The AMC Studios production utilized thrice-weekly testing and mask-wearing zombie stunt performers when filming the bonus season, which limited the number of walker extras for these smaller-scale episodes designed for safe filming amid the pandemic.

“It basically was a months-long process for the production and for AMC to get everything up and running and safe,” Kang explained during a Walking Dead panel at virtual New York Comic Con in October. “Everybody will have masks and face shields, they’ve done the trailers differently, there are sanitation stations everywhere. There are UV lights and air scrubbers and things on the stages. There’s a former military infectious diseases specialist who is our health and safety supervisor. So it’s an abundance of caution in every way.”

Morgan, who is joined by wife Hilarie Burton Morgan for the Negan prequel episode revealing the flesh-and-blood Lucille, said AMC did a “really good job” keeping cast and crew safe during filming.

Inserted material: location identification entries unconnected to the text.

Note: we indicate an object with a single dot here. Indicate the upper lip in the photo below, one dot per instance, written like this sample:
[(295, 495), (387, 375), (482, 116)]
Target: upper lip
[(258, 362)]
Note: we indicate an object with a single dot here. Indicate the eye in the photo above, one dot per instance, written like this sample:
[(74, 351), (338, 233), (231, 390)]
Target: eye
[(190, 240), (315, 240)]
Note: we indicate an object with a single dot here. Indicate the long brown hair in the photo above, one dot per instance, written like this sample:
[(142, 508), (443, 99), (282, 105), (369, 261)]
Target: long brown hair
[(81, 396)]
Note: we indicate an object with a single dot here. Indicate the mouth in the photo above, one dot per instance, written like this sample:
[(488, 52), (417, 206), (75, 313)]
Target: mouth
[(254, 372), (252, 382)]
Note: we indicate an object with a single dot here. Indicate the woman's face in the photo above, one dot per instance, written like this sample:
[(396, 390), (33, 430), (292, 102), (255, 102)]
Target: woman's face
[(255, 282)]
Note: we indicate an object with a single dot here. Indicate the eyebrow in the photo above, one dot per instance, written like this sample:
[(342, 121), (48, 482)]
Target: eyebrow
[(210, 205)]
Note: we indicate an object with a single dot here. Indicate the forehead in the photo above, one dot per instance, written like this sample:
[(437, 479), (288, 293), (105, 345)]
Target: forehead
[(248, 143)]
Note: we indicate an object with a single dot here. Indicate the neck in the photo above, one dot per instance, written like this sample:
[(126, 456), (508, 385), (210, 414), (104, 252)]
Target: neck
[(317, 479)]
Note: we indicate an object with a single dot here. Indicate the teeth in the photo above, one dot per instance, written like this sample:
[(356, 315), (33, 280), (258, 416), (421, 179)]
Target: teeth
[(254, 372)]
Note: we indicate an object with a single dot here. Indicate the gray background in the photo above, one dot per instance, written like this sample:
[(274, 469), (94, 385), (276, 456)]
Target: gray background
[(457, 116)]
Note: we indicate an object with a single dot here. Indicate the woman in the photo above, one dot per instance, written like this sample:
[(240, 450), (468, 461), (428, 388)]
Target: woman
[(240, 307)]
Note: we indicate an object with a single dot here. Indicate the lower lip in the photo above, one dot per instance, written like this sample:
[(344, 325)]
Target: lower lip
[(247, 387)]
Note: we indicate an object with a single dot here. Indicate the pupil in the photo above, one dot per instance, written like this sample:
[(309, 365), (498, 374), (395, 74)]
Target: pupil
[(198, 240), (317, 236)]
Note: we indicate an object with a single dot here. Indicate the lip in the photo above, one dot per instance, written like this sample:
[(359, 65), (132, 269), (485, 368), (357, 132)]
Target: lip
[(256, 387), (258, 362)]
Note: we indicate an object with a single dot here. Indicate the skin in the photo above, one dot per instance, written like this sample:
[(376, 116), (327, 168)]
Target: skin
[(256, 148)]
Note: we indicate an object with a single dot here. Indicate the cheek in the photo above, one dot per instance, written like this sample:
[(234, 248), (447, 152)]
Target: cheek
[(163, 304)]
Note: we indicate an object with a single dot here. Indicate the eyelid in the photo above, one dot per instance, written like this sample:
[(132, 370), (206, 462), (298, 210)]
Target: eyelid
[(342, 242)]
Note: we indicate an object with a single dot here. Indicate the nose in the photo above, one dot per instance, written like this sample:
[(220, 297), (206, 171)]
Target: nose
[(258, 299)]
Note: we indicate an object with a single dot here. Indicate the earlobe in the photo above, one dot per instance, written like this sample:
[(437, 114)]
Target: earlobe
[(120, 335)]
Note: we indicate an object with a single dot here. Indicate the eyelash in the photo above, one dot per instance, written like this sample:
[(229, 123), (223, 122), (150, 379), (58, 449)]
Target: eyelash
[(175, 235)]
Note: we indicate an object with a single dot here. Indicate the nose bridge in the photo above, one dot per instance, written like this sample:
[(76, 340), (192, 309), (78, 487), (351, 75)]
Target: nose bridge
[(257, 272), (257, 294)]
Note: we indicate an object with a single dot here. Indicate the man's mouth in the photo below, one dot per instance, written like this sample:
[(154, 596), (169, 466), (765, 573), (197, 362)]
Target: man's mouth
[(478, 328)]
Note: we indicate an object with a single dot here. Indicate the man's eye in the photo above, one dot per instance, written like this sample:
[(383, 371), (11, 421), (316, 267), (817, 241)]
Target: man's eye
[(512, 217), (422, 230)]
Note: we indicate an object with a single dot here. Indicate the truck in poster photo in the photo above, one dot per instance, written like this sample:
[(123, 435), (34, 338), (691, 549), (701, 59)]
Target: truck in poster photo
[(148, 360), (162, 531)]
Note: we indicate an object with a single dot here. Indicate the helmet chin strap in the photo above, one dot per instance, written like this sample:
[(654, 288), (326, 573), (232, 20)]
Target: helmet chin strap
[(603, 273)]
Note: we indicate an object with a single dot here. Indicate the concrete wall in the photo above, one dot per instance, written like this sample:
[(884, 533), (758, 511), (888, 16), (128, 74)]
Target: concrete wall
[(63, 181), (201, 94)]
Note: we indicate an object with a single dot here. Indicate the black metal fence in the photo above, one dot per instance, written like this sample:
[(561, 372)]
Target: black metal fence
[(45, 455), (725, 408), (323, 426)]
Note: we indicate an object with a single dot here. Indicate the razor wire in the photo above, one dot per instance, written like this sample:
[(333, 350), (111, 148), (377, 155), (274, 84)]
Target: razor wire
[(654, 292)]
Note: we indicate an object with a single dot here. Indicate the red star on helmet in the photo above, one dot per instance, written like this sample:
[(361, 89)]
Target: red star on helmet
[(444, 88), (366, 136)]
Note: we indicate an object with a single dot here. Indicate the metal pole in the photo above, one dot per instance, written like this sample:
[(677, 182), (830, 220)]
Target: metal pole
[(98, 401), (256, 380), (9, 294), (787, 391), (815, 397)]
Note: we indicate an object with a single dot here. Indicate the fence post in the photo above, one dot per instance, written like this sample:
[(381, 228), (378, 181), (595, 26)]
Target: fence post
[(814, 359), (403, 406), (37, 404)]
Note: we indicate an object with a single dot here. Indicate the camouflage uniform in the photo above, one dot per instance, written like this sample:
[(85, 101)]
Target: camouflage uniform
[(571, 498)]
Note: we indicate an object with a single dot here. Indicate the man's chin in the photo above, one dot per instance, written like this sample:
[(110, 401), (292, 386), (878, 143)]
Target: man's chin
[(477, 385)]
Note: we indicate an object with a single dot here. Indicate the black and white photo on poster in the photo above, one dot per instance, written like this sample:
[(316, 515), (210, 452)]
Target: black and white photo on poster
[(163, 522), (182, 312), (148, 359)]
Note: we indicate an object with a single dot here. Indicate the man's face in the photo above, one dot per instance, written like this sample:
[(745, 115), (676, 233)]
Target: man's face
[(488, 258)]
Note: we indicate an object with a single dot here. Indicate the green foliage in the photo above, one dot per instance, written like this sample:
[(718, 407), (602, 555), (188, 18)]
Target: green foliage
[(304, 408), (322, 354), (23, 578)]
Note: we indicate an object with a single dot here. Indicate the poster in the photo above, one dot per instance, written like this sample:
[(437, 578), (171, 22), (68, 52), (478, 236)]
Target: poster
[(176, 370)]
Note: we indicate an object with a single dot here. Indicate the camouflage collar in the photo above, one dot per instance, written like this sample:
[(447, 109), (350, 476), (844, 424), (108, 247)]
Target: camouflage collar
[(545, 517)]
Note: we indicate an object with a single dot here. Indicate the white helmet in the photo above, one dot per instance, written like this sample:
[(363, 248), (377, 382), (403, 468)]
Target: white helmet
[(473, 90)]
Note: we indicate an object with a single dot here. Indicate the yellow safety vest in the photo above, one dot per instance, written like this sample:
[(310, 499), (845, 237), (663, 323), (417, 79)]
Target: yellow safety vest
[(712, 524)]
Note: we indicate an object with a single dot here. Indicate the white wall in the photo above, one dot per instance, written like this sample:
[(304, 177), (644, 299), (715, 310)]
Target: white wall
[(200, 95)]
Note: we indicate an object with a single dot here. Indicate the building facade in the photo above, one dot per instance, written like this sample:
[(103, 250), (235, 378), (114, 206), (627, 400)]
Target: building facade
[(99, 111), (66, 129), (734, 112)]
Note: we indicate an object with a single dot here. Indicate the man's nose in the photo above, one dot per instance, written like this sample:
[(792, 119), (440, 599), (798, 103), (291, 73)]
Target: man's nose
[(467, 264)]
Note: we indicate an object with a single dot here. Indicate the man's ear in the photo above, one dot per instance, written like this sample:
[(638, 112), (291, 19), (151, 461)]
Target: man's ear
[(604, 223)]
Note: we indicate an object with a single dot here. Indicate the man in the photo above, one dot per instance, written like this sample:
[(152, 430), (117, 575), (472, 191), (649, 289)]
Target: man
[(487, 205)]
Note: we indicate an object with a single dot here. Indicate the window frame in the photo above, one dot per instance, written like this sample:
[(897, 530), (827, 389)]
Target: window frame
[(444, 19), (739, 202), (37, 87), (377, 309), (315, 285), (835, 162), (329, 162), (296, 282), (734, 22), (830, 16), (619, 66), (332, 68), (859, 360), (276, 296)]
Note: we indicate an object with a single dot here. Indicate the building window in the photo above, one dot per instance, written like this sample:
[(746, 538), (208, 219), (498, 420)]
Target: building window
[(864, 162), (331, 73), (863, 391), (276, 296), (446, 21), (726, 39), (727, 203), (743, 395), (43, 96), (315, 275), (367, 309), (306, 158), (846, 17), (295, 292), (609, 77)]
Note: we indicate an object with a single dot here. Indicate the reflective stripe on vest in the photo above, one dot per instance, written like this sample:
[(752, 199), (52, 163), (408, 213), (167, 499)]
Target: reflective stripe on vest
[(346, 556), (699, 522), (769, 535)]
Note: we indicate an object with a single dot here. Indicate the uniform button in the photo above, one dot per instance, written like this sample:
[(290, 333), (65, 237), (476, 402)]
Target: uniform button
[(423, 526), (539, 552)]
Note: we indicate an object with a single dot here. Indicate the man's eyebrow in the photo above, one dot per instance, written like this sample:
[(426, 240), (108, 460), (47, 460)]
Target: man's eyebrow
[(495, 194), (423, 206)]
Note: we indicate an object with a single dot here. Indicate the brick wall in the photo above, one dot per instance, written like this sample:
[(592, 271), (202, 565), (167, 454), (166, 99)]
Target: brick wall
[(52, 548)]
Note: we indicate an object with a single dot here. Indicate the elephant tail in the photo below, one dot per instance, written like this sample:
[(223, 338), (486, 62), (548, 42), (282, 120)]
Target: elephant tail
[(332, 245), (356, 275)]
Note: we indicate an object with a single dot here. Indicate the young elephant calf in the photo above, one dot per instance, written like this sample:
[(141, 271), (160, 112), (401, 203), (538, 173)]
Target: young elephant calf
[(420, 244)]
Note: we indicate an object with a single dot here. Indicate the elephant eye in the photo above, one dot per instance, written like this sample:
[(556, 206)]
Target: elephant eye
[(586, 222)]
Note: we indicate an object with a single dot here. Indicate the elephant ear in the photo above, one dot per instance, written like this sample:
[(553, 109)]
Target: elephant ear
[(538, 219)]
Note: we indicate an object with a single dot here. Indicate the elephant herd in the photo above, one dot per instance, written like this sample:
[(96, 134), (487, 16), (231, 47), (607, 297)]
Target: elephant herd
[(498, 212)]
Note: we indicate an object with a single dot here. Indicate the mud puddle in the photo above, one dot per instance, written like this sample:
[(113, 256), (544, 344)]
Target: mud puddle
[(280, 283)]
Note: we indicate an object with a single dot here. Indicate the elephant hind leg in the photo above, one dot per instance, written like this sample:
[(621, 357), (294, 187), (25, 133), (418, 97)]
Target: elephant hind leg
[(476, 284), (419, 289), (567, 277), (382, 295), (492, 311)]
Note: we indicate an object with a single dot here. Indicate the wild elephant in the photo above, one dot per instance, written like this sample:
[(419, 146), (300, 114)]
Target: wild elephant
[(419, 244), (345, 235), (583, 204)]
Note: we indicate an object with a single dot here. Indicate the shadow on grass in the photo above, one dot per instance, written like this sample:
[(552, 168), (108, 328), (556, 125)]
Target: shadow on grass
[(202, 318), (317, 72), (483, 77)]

“We’ve had to think a lot about how we tell the stories so that they’re satisfying and dive into character and give a little bit of adventure, but being really creative about how many people we can have in a scene. How can you show things while keeping people a little bit distant whenever we can?” Kang said, adding: “I think our line producer and everybody on the crew of producers and the studio have been amazing. Every question has been, ‘Okay, what problem has happened here, how do we solve it?’ They’ve taken it so seriously.”